Soal infrastruktur, meski selama beberapa tahun sudah lebih membaik, ternyata tetap ada tantangan. Keterbatasan pendanaan pembangunan infrastruktur dasar dalam KI terutama KI yang diprakarsai oleh Pemda, terdapat infrastruktur dalam dasar yang belum memenuhi Standar KI. Juga keterbatasan infrastruktur di luar KI baik dari sisi penyediaan maupun harga yang tidak kompetitif.

“Pengelolaan tenant juga masih penuh dengan tantangan, dimana terdapat pengelola KI yang tidak memiliki kemampuan dan pengalaman di bidang KI, tingkat okupansi tenant yang rendah pada beberapa kawasan industri, serta terbatasnya promosi/pemasaran terkait KI,” sebut Eko.

Upaya Pemerintah

Meski begitu, Eko menyebutkan kalau Kementerian Perindustrian (Kemenperin) tidak tinggal diam dan menyiapkan upaya agar daya saing kawasan industri di Indonesia bisa terus membaik.

Untuk perizinan misalnya, Kemenperin mengupayakan penyederhanaan proses perizinan yang terintegrasi melalui Online Single Submission (OSS) dan Sistem Informasi Industri Nasional (SIINas).

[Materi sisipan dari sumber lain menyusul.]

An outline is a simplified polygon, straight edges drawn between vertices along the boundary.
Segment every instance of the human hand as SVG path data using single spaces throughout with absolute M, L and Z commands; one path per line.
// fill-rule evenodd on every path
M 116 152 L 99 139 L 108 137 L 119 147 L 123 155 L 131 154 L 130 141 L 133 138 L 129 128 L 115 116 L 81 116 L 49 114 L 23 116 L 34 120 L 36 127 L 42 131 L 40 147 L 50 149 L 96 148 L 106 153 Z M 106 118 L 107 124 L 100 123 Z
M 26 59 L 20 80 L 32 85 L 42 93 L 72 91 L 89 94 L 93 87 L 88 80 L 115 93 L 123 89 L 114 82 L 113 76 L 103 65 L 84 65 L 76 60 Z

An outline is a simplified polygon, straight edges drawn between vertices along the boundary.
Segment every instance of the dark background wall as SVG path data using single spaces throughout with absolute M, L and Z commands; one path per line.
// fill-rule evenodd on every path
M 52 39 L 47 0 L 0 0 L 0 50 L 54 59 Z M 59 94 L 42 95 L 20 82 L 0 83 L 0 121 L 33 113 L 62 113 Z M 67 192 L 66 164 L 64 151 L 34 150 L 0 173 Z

Tidak hanya itu, sosialisasi proses perizinan berusaha terbaru kepada pengelola KI dan Pemda, termasuk koordinasi penyelesaian perizinan SIPA, Wilayah Usaha IUPTL, Pengolahan limbah B3 serta menyiapkan fasilitasi integrasi perizinan berusaha pusat dan daerah.

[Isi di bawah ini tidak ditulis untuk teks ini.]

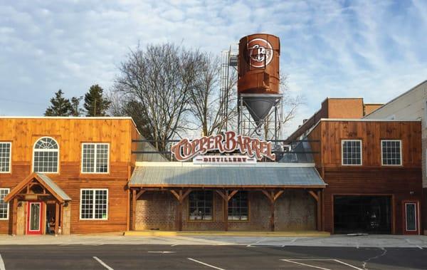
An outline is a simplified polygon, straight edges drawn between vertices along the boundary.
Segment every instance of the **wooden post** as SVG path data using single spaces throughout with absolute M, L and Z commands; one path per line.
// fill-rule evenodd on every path
M 322 231 L 322 194 L 317 191 L 317 231 Z
M 58 234 L 59 229 L 59 204 L 57 202 L 55 203 L 55 236 L 57 236 Z
M 59 223 L 59 226 L 60 226 L 60 234 L 64 234 L 64 203 L 60 204 L 60 222 Z
M 137 224 L 137 191 L 132 189 L 132 226 L 131 230 L 135 231 Z
M 308 193 L 315 199 L 316 201 L 316 229 L 317 231 L 322 230 L 322 225 L 320 224 L 320 220 L 322 219 L 322 213 L 321 213 L 321 207 L 322 207 L 322 202 L 320 197 L 320 191 L 317 191 L 315 192 L 312 190 L 309 190 Z
M 228 190 L 226 190 L 224 195 L 226 199 L 224 199 L 224 230 L 228 230 Z
M 169 191 L 178 200 L 178 207 L 176 209 L 176 228 L 178 228 L 179 231 L 182 231 L 182 204 L 184 204 L 184 199 L 189 194 L 190 194 L 191 189 L 187 189 L 184 194 L 182 193 L 182 189 L 179 189 L 178 192 L 173 189 L 170 189 Z
M 274 232 L 274 204 L 275 201 L 270 202 L 270 228 L 271 232 Z
M 14 198 L 14 209 L 12 211 L 12 234 L 16 235 L 16 215 L 18 214 L 18 198 Z
M 261 190 L 263 193 L 268 198 L 270 201 L 270 228 L 271 232 L 274 232 L 275 226 L 274 226 L 274 205 L 275 201 L 280 197 L 280 195 L 285 192 L 285 190 L 279 190 L 277 192 L 274 191 L 268 193 L 267 190 L 263 189 Z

Terkait penyediaan lahan, Kemenperin melakukan koordinasi kesesuaian tata ruang untuk dijadikan lokasi KI. Pengadaan lahan bagi KI Prakarsa Pemerintah dapat dilakukan melalui mekanisme pengadaan lahan bagi kepentingan umum dan fasilitasi BUMN non KI yang memiliki lahan tidak produktif untuk dikembangkan dan dikerjasamakan dengan KI BUMN.

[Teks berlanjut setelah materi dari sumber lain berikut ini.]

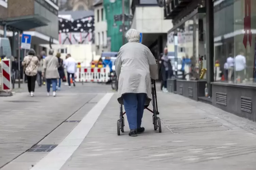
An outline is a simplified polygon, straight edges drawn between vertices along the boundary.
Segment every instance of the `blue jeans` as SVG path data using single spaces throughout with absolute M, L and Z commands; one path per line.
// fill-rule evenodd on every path
M 47 89 L 47 92 L 50 92 L 51 88 L 51 84 L 52 84 L 52 91 L 56 91 L 56 86 L 57 86 L 57 79 L 46 79 Z
M 146 98 L 145 93 L 129 93 L 123 95 L 123 105 L 130 129 L 140 127 Z
M 71 84 L 70 83 L 70 75 L 71 75 L 71 77 L 73 80 L 73 84 L 74 86 L 75 85 L 75 74 L 74 73 L 69 73 L 68 72 L 67 72 L 68 74 L 68 86 L 70 86 Z
M 61 79 L 59 79 L 59 87 L 61 88 Z

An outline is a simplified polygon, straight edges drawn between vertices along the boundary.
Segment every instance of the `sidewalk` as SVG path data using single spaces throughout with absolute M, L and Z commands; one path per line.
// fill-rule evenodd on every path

Pemerintah juga memastikan untuk memanfaatkan penggunaan lahan Bank Tanah untuk KI berdasarkan Undang-Undang Cipta Kerja, termasuk menyediakan lahan KI dengan harga yang kompetitif melalui KI Prakarsa Pemerintah dengan menggunakan lahan tidak produktif, pembangunan infrastruktur oleh Pemerintah dan skema insentif harga lahan dengan contoh KIT Batang, serta penyelesaian persoalan penggunaan lahan yang berstatus hutan, tanah bengkok/kas desa, dan tanah adat.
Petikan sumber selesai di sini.